Monastero di San Giorgio

Il complesso monastico di San Giorgio ha origini antichissime, i primi documenti rinvenuti che parlano della sua esistenza risalgono all’819 d.C. Inizialmente era un piccolo insediamento di suore benedettine, nei secoli ampliatosi fino a diventare convento vero e proprio alle dipendenze del vescovo di Salerno. La struttura originaria è tipica dell’architettura longobarda, i santi venerati erano santi guerrieri: San Giorgio e San Michele: la sensibilità dell’epoca li percepiva come difensori efficaci non solo contro le insidie del demonio, ma anche contro i nemici in guerra. Nel periodo in cui viveva la giovane principessa Sichelgaita, il monastero era un vivace centro culturale, che ospitava oltre alle suore benedettine, anche le fanciulle delle famiglie eminenti della città, per educarle e insegnare loro non solo a leggere e scrivere, ma anche ad approfondire la conoscenza dei classici greci e latini, della teologia, delle scienze. Nel monastero era presente un’infermeria, nella quale lavoravano anche medici laici e dove venivano insegnate alle ragazze ricette e tecniche di fitoterapia e medicina. Qui si formò la principessa, e da qui sembra sia passata anche la celebre Trotula, come insegnante e medico. Dell’antico complesso monastico resta oggi la bella chiesa, seppur rimaneggiata notevolmente in epoca barocca.

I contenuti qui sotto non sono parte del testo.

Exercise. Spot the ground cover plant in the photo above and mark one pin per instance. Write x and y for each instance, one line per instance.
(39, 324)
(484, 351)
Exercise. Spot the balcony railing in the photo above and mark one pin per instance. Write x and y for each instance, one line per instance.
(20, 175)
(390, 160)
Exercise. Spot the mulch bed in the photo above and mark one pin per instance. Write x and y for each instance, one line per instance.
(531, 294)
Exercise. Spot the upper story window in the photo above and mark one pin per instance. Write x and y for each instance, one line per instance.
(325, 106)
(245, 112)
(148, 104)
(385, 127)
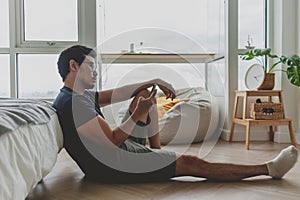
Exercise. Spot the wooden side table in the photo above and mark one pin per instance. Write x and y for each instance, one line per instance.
(248, 122)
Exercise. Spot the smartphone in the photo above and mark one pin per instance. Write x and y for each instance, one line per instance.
(152, 90)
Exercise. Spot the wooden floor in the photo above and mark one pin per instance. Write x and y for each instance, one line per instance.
(66, 181)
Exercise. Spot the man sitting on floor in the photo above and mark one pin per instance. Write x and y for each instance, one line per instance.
(120, 155)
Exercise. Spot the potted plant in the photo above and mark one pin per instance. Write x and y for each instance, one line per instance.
(291, 63)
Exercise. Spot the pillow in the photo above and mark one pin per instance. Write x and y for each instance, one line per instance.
(163, 105)
(189, 121)
(186, 119)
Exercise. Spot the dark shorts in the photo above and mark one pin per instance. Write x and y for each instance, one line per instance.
(138, 163)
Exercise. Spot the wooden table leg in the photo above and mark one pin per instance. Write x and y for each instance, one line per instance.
(231, 131)
(293, 141)
(247, 136)
(271, 133)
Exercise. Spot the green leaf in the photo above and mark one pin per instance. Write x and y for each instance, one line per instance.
(293, 74)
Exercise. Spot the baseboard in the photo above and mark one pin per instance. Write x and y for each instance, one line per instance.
(284, 137)
(260, 135)
(240, 135)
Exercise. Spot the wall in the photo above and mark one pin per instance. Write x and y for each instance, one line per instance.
(285, 42)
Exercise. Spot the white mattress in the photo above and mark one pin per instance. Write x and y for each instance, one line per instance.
(26, 156)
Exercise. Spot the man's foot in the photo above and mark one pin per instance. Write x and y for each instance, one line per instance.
(285, 160)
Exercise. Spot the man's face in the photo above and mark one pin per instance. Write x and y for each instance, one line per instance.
(87, 74)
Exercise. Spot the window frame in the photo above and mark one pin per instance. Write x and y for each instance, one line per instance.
(20, 32)
(86, 30)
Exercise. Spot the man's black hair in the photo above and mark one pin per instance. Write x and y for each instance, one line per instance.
(77, 53)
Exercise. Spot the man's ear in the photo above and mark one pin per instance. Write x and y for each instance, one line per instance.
(73, 65)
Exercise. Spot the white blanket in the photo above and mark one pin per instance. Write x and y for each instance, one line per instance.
(27, 155)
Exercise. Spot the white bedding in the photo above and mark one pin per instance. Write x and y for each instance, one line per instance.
(27, 154)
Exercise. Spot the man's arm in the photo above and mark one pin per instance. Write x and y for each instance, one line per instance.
(99, 131)
(126, 92)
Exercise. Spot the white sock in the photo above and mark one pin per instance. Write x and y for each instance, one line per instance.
(285, 160)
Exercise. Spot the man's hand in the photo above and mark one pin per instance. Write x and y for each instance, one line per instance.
(167, 88)
(144, 104)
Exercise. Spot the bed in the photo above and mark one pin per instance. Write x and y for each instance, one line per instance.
(185, 122)
(30, 140)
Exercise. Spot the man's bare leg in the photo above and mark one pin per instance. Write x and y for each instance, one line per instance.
(193, 166)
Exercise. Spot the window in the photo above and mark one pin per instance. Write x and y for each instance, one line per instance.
(38, 76)
(252, 23)
(4, 24)
(53, 20)
(4, 76)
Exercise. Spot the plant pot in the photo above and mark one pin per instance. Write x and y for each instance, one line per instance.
(268, 83)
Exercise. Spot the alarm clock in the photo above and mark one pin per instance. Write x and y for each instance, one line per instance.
(254, 77)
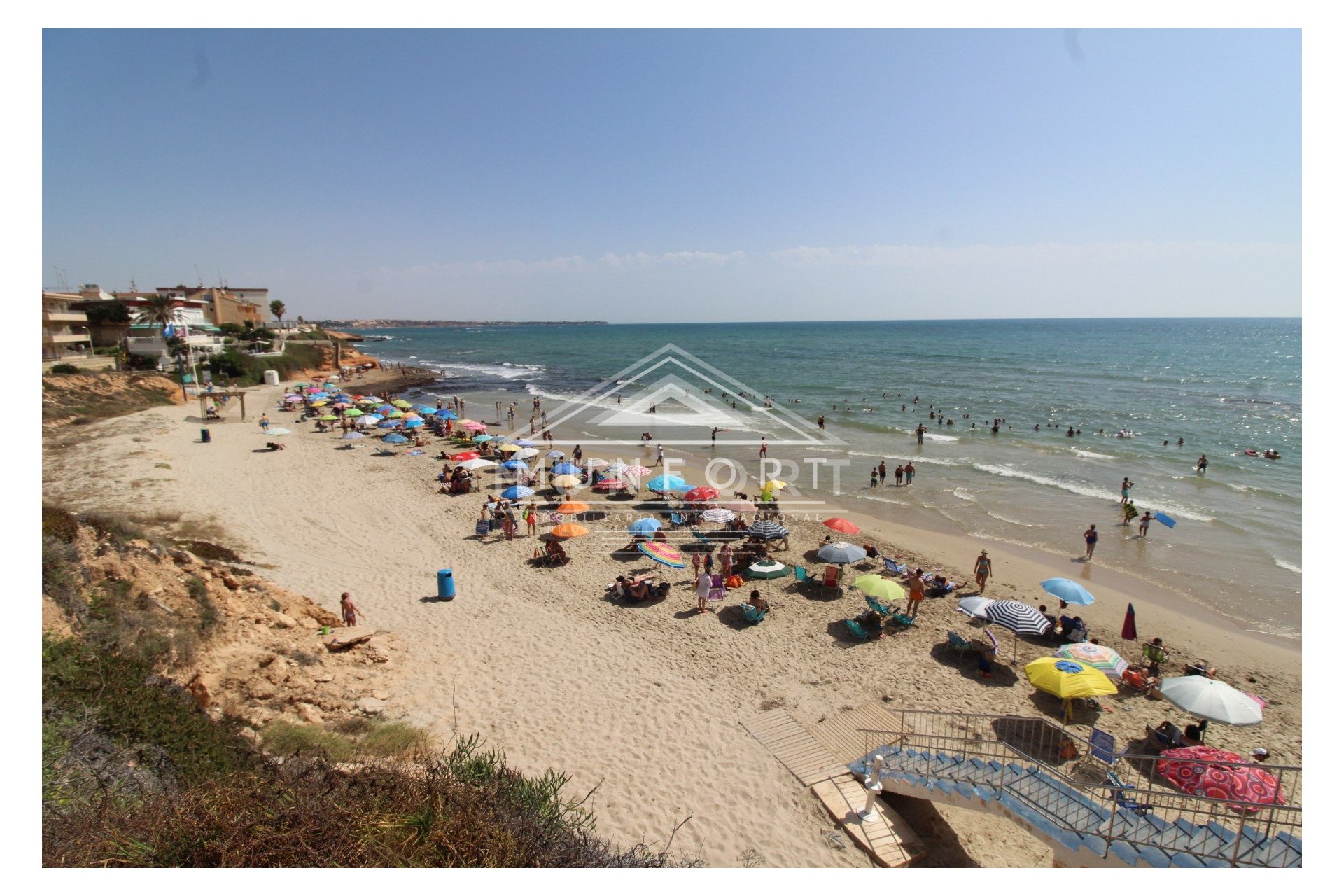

È ancora possibile rendersi conto di cosa doveva vedere la principessa quando si recava in chiesa per la preghiera, grazie ad un sistema meccanico creato alla fine del Novecento durante i restauri seguiti al terremoto dell’Irpinia: il meccanismo permette al pavimento di aprirsi in cinque botole, lasciando visibili i resti longobardi consistenti in un’abside con gli affreschi di un tipico motivo a treccia e di una storia di santi che copriva l’intera parete. Recenti scavi archeologici hanno portato alla luce anche il pavimento originale della chiesa rivestito di piastrelle maiolicate decorate a foglie d’acanto, piccoli fiori e un motivo geometrico a micro-scacchiera bianca e nera.

Dopo questo tuffo nel passato più antico del complesso di San Giorgio, possiamo ripercorrere la storia dell’arte italiana attraverso l’architettura e i dipinti della chiesa attuale, tra i quali vi segnaliamo in modo particolare: la Madonna e il Bambino con i Santi e una suora che prega di Andrea Sabatini (1523), il Martirio di San Giorgio a capo altare (sec. XVII), tre dipinti di Giacinto De Populi, raffiguranti San Gregorio Magno, la Sacra Famiglia con San Giovanni, la Visione di San Nicola di Bari (1669), l’Arcangelo Michele di Francesco Solimena (1690), le Virtù di Paolo De Matteis (sec. XVIII). Interessanti sono anche i bassorilievi e le sculture dell’altare maggiore, con intarsi in madreperla e marmi policromi.